Interviste Covid-19. Filippo Mobrici: Barbera d’Asti e Vini Monferrato “Distillazione, vendemmia verde, ridurre le rese, contributi. Non c’è una sola via!”7 min read

Torniamo in Piemonte per intervistare Filippo Mobrici, Presidente del Consorzio Barbera d’Asti e Vini del Monferrato.

Winesurf “Buongiorno Filippo.

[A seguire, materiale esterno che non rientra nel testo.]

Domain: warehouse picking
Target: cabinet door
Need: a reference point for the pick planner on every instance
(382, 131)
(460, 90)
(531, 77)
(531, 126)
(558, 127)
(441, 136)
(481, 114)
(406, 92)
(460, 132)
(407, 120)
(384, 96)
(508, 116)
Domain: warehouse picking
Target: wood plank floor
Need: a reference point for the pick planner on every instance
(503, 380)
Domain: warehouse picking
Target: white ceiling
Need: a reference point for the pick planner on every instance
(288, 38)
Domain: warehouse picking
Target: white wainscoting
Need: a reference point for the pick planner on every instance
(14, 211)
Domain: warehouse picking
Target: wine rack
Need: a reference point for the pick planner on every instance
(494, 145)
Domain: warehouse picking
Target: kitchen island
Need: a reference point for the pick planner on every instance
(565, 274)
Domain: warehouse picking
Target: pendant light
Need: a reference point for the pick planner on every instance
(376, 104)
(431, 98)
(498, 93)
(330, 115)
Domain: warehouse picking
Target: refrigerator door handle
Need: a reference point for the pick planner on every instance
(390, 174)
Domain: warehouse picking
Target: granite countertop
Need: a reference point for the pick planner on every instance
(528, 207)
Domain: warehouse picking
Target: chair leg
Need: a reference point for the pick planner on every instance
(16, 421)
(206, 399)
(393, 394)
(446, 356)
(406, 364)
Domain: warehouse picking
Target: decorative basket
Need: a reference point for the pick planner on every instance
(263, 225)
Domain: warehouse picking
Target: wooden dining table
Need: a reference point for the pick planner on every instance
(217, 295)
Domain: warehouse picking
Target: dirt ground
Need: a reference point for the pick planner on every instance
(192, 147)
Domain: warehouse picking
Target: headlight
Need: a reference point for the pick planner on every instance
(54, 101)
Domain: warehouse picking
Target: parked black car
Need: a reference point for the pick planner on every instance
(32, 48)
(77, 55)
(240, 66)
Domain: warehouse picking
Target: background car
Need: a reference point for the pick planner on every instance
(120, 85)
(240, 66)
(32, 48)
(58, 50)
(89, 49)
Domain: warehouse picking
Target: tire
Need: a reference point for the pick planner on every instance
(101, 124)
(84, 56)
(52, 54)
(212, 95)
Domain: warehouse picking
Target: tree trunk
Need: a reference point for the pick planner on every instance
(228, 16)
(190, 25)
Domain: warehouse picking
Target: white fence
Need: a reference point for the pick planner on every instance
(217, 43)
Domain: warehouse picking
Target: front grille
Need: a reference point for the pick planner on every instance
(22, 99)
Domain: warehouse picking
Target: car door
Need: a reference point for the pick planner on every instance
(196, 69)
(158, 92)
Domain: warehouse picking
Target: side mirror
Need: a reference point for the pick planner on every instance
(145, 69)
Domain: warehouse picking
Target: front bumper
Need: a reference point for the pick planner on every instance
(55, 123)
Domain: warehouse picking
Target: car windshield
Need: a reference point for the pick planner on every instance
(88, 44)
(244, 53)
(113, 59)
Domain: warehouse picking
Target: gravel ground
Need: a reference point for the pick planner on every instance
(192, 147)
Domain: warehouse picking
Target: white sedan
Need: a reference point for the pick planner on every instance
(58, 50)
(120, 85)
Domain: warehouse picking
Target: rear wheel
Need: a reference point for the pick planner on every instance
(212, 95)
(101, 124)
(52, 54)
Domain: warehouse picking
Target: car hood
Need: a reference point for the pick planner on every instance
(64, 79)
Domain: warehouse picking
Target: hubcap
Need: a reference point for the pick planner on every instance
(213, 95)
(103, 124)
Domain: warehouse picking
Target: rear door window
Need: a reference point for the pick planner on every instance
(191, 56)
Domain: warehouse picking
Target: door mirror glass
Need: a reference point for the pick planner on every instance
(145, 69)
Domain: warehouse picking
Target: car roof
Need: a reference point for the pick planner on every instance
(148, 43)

Prima di tutto la salute: com’è la situazione?”

Filippo Mobrici “Tutti bene, anche se abbiamo un focolaio ad Asti dovuto ad una gita di anziani in Liguria, che purtroppo hanno incontrato dei bergamaschi.  Altrimenti problemi non ce ne sarebbero stati.”

W. “I produttori stanno tutti bene?”

F.M. “Si, non ci sono problemi sul fronte Covid-19.”

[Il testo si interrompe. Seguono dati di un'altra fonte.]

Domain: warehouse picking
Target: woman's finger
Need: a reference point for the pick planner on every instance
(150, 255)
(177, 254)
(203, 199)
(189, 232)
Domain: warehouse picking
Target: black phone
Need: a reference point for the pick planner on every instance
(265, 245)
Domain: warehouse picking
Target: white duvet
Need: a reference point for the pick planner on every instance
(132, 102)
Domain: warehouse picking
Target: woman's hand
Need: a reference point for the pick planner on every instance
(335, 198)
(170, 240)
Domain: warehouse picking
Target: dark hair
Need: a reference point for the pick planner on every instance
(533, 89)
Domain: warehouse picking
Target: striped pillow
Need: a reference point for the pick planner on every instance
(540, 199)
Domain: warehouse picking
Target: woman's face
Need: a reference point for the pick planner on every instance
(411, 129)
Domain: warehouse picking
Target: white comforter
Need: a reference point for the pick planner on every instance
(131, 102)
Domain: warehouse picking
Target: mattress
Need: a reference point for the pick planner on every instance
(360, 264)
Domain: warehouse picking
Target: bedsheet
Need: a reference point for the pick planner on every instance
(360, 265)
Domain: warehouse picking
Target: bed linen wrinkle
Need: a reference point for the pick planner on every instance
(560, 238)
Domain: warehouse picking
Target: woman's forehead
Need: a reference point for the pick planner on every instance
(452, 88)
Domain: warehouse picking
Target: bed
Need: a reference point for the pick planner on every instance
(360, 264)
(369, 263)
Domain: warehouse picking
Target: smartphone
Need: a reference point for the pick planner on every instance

W. E la situazione delle viti? Nessuna gelata in queste notti?

F.M. “C’è stato un ritorno di freddo ma le viti non erano ancora germogliate e quindi non ha fatto  danni. Nel 2017 andò peggio ma accade attorno al 20 aprile e ci furono temperature più basse e venti freddi.”

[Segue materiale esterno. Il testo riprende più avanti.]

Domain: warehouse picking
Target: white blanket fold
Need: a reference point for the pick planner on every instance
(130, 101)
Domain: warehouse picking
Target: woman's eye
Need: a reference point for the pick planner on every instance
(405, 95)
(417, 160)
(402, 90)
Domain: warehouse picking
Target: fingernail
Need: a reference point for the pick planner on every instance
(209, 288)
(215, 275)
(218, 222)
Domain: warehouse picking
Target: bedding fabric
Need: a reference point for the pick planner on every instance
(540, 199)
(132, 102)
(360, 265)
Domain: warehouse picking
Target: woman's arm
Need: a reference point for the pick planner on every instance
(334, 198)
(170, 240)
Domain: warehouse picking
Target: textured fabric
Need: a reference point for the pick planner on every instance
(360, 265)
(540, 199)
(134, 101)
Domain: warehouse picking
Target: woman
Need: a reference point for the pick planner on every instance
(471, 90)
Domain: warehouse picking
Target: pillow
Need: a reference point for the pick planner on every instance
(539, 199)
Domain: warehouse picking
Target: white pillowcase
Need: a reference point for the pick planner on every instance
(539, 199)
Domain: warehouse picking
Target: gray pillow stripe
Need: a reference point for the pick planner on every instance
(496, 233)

W. “Mi dai due dati sul consorzio: soci, ettari, bottiglie.”

F.M. “Come Consorzio Barbera d’Asti e Vini del Monferrato siamo circa 360 soci, tuteliamo una superficie di quasi 11.500 ettari, che è circa un terzo dei vigneti a DOC in Piemonte, quindi siamo il Consorzio più grande in regione. Da questa superficie  si ottengono circa 70 milioni di bottiglie all’anno.”

W. “Mentre tra Barbera d’Asti, Superiore e Nizza quante bottiglie  fate?”

F.M. “Tra Barbera d’Asti e Superiore quest’anno abbiamo prodotto circa 22 milioni di bottiglie. Poi altri 22-23 milioni sono di Piemonte Barbera, che risultano praticamente collegati perché dalla DOC Barbera d’Asti si può declassare a Piemonte Barbera e, in questo momento, di quei 22 -23 milioni una decina arrivano proprio dalla Barbera d’Asti.”

Panorama astigiano

W. “Passiamo subito agli argomrnti importanti: come vedi, in questo momento molto particolare, il ricorrere alla distillazione?”

F.B. “La vedo necessaria, ma dove serve. Dividerei la cosa in varie categorie. In primo luogo tra i grandi vini da invecchiamento credo che adesso, più che una distillazione di crisi abbiano bisogno di sostegni per lo stoccaggio. Quindi vedrei meglio, in questo caso, un fondo di solidarietà per gestire questo eventuale stoccaggio, che ha dei costi. Comunque considera che in Piemonte, ad esagerare, su 250 milioni di bottiglie prodotte ce ne potranno essere 23-25 milioni da, eventualmente, stoccare. Per quanto riguarda i vini freschi la cosa è completamente diversa. Sto parlando di bianchi, rossi e aromatici (Asti n.d.r.) e qui la distillazione è da prendere in considerazione: però la distillazione non deve portare ad  un deprezzamento di una DOC o di una DOCG, perché una distillazione ad un prezzo irrisorio non è che salva le aziende, le affossa. Se noi parliamo di di distillazione a 0.30/0.40 centesimi a litro, aziende che hanno in cantina prodotti da 1.30-1.50 euro al litro come possono reggere? Sulle DOC si può agire anche con altri sistemi: la distillazione potrebbe  essere uno strumento ma non l’unico.

W. “E quindi.”

F.M. “Altra cosa importante: dovremmo ragionare sulla vendemmia che verrà. Molti adesso parlano di vendemmia verde, ma prima di fare previsioni o azioni io sarei per vedere cosa ci darà la campagna. Aspettiamo ancora qualche giorno in modo che la vite si esprima nella sua capacità produttiva e poi potremo fare dei ragionamenti più mirati su cosa fare. La vendemmia verde potrebbe essere una soluzione, ma un’altra cosa da fare potrebbe essere una diminuzione anche drastica, solo per questa vendemmia, delle rese per ettaro. Ma sono due aspetti molto diversi. In Monferrato abbiamo 35-40 cantine sociali che hanno problemi di spazio e bisogna fare qualcosa: la vendemmia verde, per una cantina sociale non è certo una panacea, perché vorrebbe dire bloccare una buona fetta del suo lavoro. Questo per farti capire che ci sono vari interessi e bisogna stare attenti a come ci si muove. Per esempio, Il “vestito” per il Moscato d’Asti non può andar bene per la Barbera e viceversa, quindi bisogna avere più frecce nel nostro arco.”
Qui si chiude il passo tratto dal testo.